【官報合格者が伝授】エクセルで作る学習記録術|税理士試験を突破したPDCA管理のすべて

税理士試験


「今の勉強時間で本当に合格できるのだろうか?」 「暗記したはずの理論を、いつの間にか忘れてしまう……」

そんな不安を抱えていませんか?税理士試験は数千時間の勉強を要する長期戦です。闇雲に突き進むのではなく、「自分の現在地を可視化すること」が合格への最短ルートになります。

私は23歳から30歳までの8年間、SEとして働きながら受験を続け、最終的に官報合格を果たしました。その合格を支えた大きな武器の一つが、消費税法の受験時から始めた「エクセルによる学習記録」です。

今回は、私が実際に付けていた記録の内容と、それによって得られた効果を詳しくご紹介します。

1. なぜ「記録」を付けると合格率が上がるのか?

私が学習記録を付け始めたきっかけは、初めての税法科目(消費税法)への挑戦でした。膨大な学習範囲を前に、「最低限必要な勉強量を確保できているか」を確認する必要があったのです。

実際に記録を付けてみて実感したメリットは4つあります。

  • モチベーションの維持: 頑張った分だけ加算される勉強時間は、大きな自信になります。逆にサボると記録が途切れるため、「今日もやらなきゃ」という適度な焦りを生んでくれます。
  • 「忘却」のコントロール: 理論の暗記日を記録することで、数週間触れていない論点を一目で把握し、忘れる前に復習できます。
  • 弱点の可視化: 演習の得点と間違いリストを記録することで、自分がどこで躓きやすいのかが明確になります。
  • 現在地の把握: 自分がどこまで勉強し、何が足りていないかを客観的に分析できます。

2. 元SEが実践!エクセルで管理すべき「4つの重要項目」

私は毎日の勉強後、エクセルに以下の4項目を入力していました。

① 勉強時間(理論と計算の内訳)

日ごとの勉強時間を記録します。ポイントは、「机に向かって勉強した時間のみ」をカウントすることです。移動などのスキマ時間は記録の手間を省くため、あえて含めませんでした。 また、復習の際は「理論」と「計算」に分けて記録し、バランスが偏っていないかを確認しました。
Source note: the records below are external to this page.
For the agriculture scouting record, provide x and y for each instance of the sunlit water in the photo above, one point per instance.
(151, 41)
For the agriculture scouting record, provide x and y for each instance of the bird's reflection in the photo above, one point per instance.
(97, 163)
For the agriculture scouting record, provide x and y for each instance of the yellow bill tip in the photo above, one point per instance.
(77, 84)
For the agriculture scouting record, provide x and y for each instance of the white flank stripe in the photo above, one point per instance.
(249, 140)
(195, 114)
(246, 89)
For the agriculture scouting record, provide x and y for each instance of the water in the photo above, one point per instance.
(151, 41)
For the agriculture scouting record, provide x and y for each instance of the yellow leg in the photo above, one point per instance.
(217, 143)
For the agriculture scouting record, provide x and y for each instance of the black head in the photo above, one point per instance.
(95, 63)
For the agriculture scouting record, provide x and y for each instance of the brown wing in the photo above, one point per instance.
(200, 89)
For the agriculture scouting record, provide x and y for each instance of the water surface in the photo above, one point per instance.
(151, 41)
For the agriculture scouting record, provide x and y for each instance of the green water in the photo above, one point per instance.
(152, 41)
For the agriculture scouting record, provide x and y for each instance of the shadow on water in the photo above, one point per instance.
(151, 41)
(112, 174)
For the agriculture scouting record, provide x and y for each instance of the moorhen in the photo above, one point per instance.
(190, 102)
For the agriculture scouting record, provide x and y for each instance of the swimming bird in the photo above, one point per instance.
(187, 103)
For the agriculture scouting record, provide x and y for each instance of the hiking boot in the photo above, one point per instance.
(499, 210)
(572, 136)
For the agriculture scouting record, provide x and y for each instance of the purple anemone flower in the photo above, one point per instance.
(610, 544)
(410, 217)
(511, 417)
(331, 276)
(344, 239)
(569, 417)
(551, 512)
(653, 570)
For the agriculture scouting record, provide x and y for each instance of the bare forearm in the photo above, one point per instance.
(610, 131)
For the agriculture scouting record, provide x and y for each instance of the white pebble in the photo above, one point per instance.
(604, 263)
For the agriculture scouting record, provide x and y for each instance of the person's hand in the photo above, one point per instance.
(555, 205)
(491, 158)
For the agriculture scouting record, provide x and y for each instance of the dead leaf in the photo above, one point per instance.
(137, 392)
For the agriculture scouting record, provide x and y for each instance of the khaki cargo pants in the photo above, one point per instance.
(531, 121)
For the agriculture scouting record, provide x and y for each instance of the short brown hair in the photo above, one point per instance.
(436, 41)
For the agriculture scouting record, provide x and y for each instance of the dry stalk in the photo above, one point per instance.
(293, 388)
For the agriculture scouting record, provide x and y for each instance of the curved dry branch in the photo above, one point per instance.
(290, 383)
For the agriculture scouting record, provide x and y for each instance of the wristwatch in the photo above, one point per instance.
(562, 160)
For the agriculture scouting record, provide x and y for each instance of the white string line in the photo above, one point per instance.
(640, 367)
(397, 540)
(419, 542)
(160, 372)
(注)1行目のD列に勉強時間の合計、E列に勉強時間のうちの「理論」の復習時間の合計、F列は勉強時間のうちの「計算」の復習時間の合計を表示しています。
② 理論暗記日

「どの理論をいつ覚えたか」を記録します。自主的に暗記したものを対象とし、前回の暗記から期間が空きすぎている論点を優先的に復習する「回転表」として活用していました。

③ 演習問題の得点

解いた日付と得点を記録します。「合格ラインに達するまで解き直す」ことをルール化し、その進捗を管理しました。

④ 間違いリスト(本試験の直前対策)

演習問題で間違えた論点を記録します。特に計算問題でのミスは、後で見直せるようリスト化しておきます。 私は試験直前、このリストの中から特に重要なものを「間違いシート」としてまとめ、本試験会場に持参する最終兵器に仕上げました

3. 挫折しないための「運用ルール」

記録を付けること自体が目的になってしまい、肝心の勉強時間が減っては本末転倒です。効率を重視した結果、以下の2点を心がけていました。

  • 見た目にこだわらない: 自分が後で見返して分かれば十分です。体裁を整えることに時間を使わないようにしました。
  • 自分に合った項目を足し引きする: 記録内容は人それぞれです。私の方法をベースに、自分が必要だと思うものだけを記録してください。

4. 最後に:記録は「未来の自分への応援歌」になる

8年間にわたる受験生活の中で、何度も心が折れそうになりました。そんな時、積み上げられた勉強時間の数字や、ボロボロになるまで解き直した演習の記録は、「これだけやったんだから大丈夫」という何よりの励ましになりました。

もし今、勉強の進め方に迷っているなら、まずは今日の勉強時間をメモするところから始めてみませんか?その一歩が、官報合格への大きな一歩になるはずです。